Concerning Cuba, whose leader Manley once effusively compared to Alexander the Great, the prime minister has adopted a low-key approach, quietly resuming limited diplomatic relations but not much else. “Cuba has a special situation that right now is difficult to fit in,” Manley said, explaining that under U.S.-imposed restraints “you can’t really deal with them, but in due course I have to assume normalcy will return.”

Seaga, who said he believes Cuba is no longer the aggressive bad boy of the Caribbean, approved when diplomatic relations were resumed.

“History has a funny way of surprising us, doesn’t it?” Manley commented.

BACKGROUND

Discovered by Christopher Columbus in 1494, the 150-mile-long island 100 miles south of eastern Cuba was settled by Spaniards in the early 1500s.
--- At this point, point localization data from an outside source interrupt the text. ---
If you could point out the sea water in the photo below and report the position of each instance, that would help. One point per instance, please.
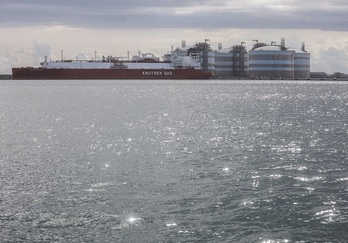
(173, 161)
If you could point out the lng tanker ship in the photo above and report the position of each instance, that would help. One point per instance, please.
(146, 66)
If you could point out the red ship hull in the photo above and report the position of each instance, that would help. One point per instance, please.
(42, 73)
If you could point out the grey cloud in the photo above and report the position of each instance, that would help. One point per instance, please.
(313, 14)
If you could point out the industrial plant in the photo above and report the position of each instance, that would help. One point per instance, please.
(263, 61)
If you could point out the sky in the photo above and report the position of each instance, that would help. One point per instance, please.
(33, 29)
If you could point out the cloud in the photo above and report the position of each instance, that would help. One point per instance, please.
(291, 14)
(23, 56)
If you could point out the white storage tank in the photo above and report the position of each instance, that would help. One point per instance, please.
(271, 62)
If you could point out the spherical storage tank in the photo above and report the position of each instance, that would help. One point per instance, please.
(271, 62)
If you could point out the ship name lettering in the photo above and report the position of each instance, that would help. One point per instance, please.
(154, 73)
(168, 73)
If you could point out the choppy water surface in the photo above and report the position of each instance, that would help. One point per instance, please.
(173, 161)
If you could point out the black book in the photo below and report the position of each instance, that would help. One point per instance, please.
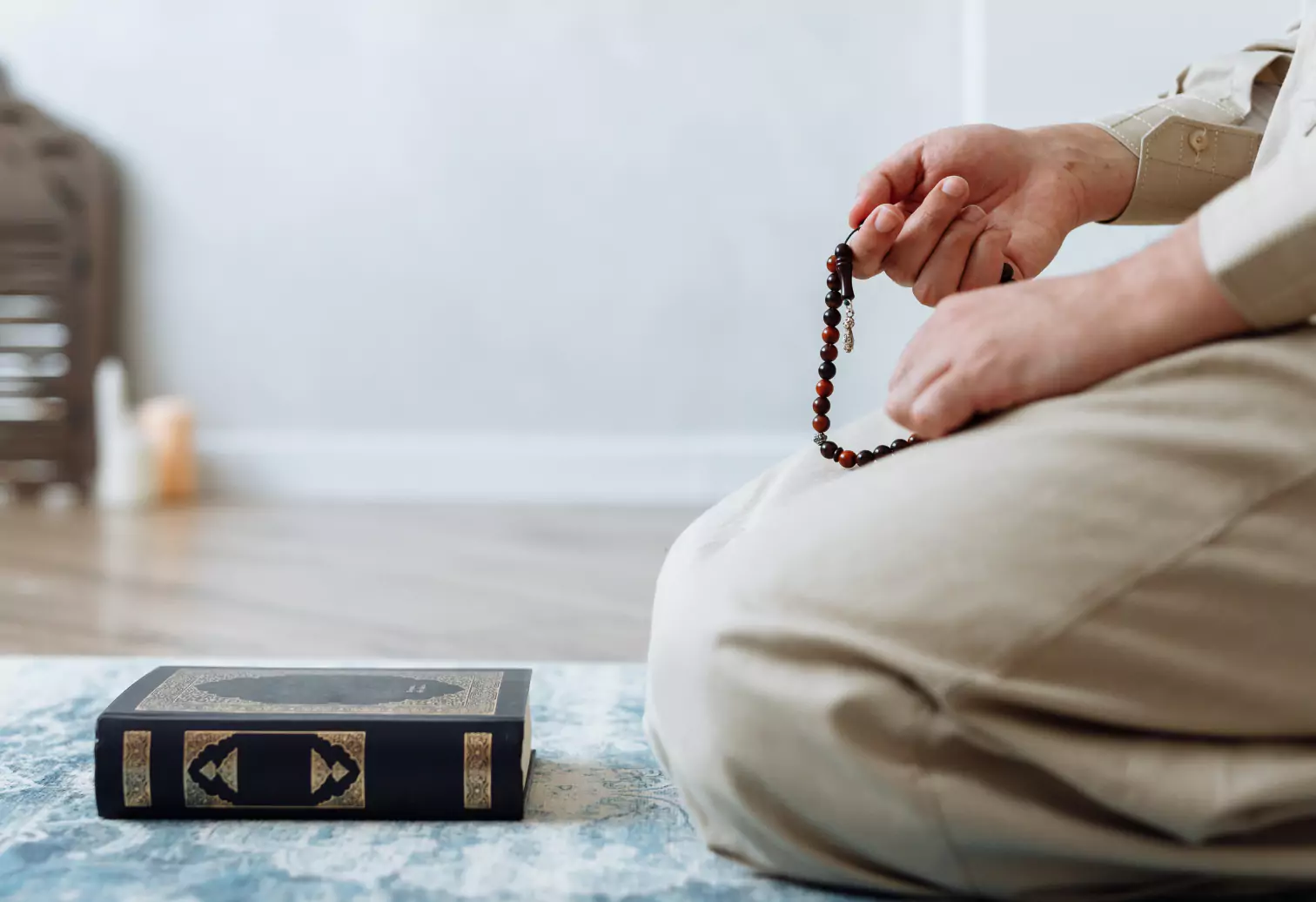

Jamaica (the name derived from the indigenous Arawak Indian word Xaymaca) remained Spanish until 1655, when it was captured by the British. Black slaves worked the sugar plantations, and runaways fomented rebellions against the white colonials in the 1700s. Abolition of slavery in the 1830s contributed to the decline of the sugar industry. Mining of bauxite for aluminum has become a major source of foreign exchange since the 1940s. Jamaica developed a two-party system before World War II, gained considerable self-government in 1944 and full independence from Britain in 1962. About three-quarters of the population of 2.7 million are of African descent, and another 15% of mixed Afro-European heritage.